A wind of panic is blowing over the AI Act. Negotiations around the draft European regulation on artificial intelligence (AI) have been very tense since MEPs slammed the door on a negotiation meeting with representatives of member states on Friday November 10, reported the EURACTIV agency.
The reason for their wrath? The elected officials had just learned that France and Germany, supported by Italy, were opposed to a compromise route on the “foundation models” : the three countries no longer wanted to regulate these artificial intelligence systems which allow the creation of text or images, and which can be used by companies in applications such as the ChatGPT or Bard conversational robots.
Disagreements are common in “trilogues” – the negotiation of a final text between the European Parliament and the Council of Member States, under the leadership of the Commission. But this blockage could call into question the agreement on the text, subject to a timetable emergency. And France’s attitude arouses criticism.
According to our information, in an attempt to find a way out of the crisis, Paris will, through the Minister Delegate in charge of digital technology, Jean-Noël Barrot, propose to apply to foundation models a base of minimum transparency obligations, such as the publication of a summary of the characteristics of the software as well as its operation and of the way he was trained. These rules could be brought together in a code of conduct adopted by companies. This approach was to be submitted to the other member states during the next Council meetings, Friday 17 and Tuesday 21 November.

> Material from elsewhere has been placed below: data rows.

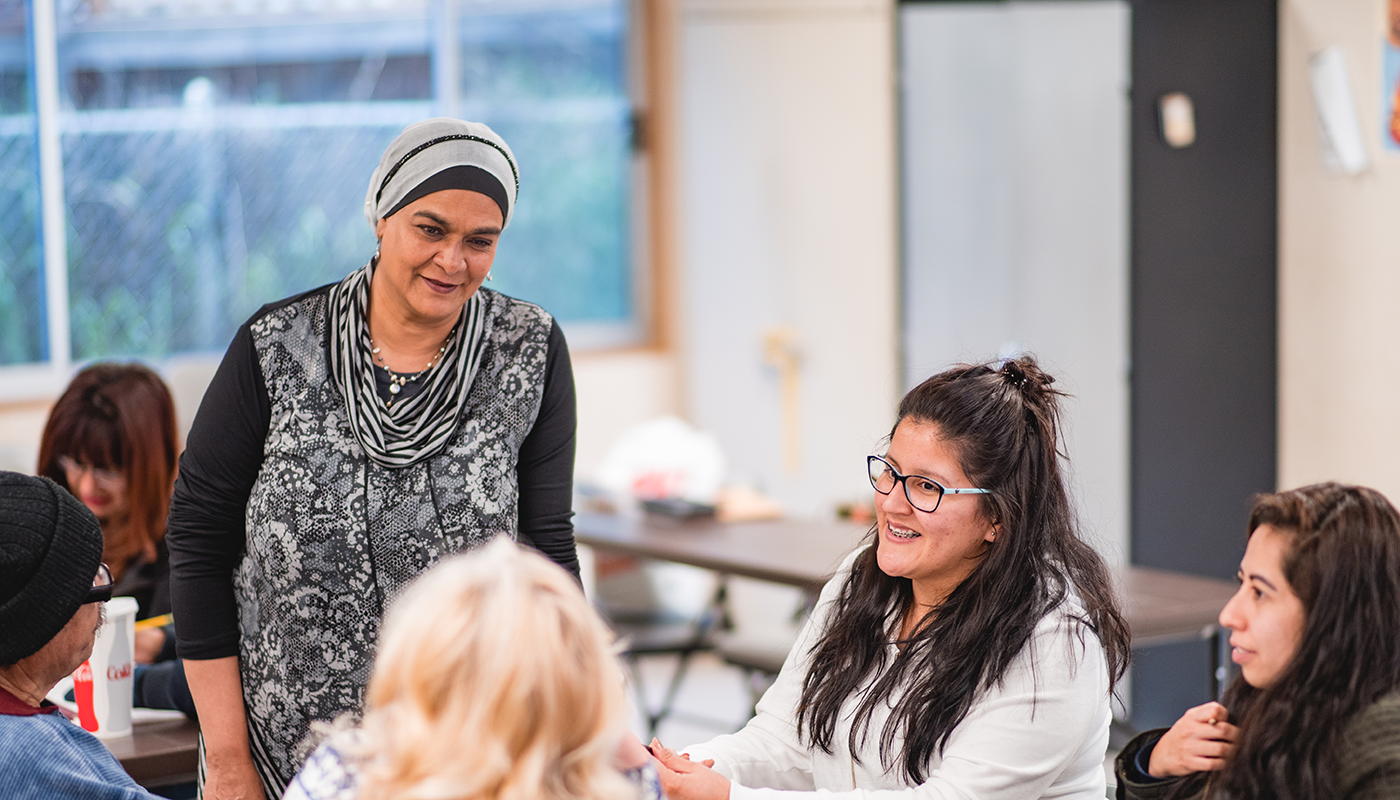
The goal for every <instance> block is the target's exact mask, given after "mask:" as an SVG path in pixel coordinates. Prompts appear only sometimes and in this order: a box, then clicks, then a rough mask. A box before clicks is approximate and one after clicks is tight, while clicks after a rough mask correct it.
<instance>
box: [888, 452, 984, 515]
mask: <svg viewBox="0 0 1400 800" xmlns="http://www.w3.org/2000/svg"><path fill="white" fill-rule="evenodd" d="M865 464H867V467H868V468H869V474H871V486H874V488H875V490H876V492H879V493H881V495H889V493H890V492H893V490H895V485H896V483H903V485H904V497H906V499H907V500H909V504H910V506H913V507H914V509H917V510H920V511H924V513H927V514H932V513H934V511H937V510H938V504H939V503H942V500H944V495H991V490H990V489H951V488H948V486H944V485H942V483H939V482H938V481H934V479H932V478H924V476H923V475H902V474H900V472H899V469H895V467H893V465H892V464H890V462H889V461H885V460H883V458H881V457H879V455H868V457H865Z"/></svg>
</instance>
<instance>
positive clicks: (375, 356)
mask: <svg viewBox="0 0 1400 800" xmlns="http://www.w3.org/2000/svg"><path fill="white" fill-rule="evenodd" d="M452 333H456V325H454V326H452V329H451V331H448V333H447V339H442V346H441V347H438V352H437V353H435V354H434V356H433V359H430V360H428V366H426V367H423V368H421V370H419V371H416V373H413V374H412V375H409V374H403V373H395V371H393V370H391V368H389V364H388V363H385V360H384V356H381V354H379V347H378V346H375V343H374V339H372V338H371V339H370V353H372V354H374V360H377V361H379V366H381V367H384V371H386V373H389V395H391V396H389V399H386V401H384V408H392V406H393V398H396V396H398V395H399V392H402V391H403V387H406V385H409V384H412V382H413V381H416V380H419V378H420V377H423V374H424V373H427V371H428V370H431V368H433V366H434V364H437V363H438V361H441V360H442V353H447V343H448V342H451V340H452Z"/></svg>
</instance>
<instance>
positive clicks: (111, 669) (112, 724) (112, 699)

“The EU risks wasting a historic opportunity”
With this offensive, France, Germany and Italy oppose the obligations planned for the spring by Parliament. The latter called for regular assessments and mitigation measures of the risks posed by these models for the security and fundamental rights of the European Union (EU), which would include combating errors, illegal content, bias discriminatory… These countries consider these procedures too cumbersome and too costly for European start-ups. They also reject the compromise put forward at the beginning of November, which provided for only applying these obligations to the most powerful models.
To ward off criticism, Paris claims not to be opposed to the regulation of AI and believes that the AI Act would already be the most restrictive text in the world. France argues that foundation models will be subject to strong obligations if they are used by companies for purposes “high risk”, which constitute the initial basis of the AI Act: autonomous driving, exam scoring, CV sorting, health diagnosis, obtaining credit, use in justice, etc.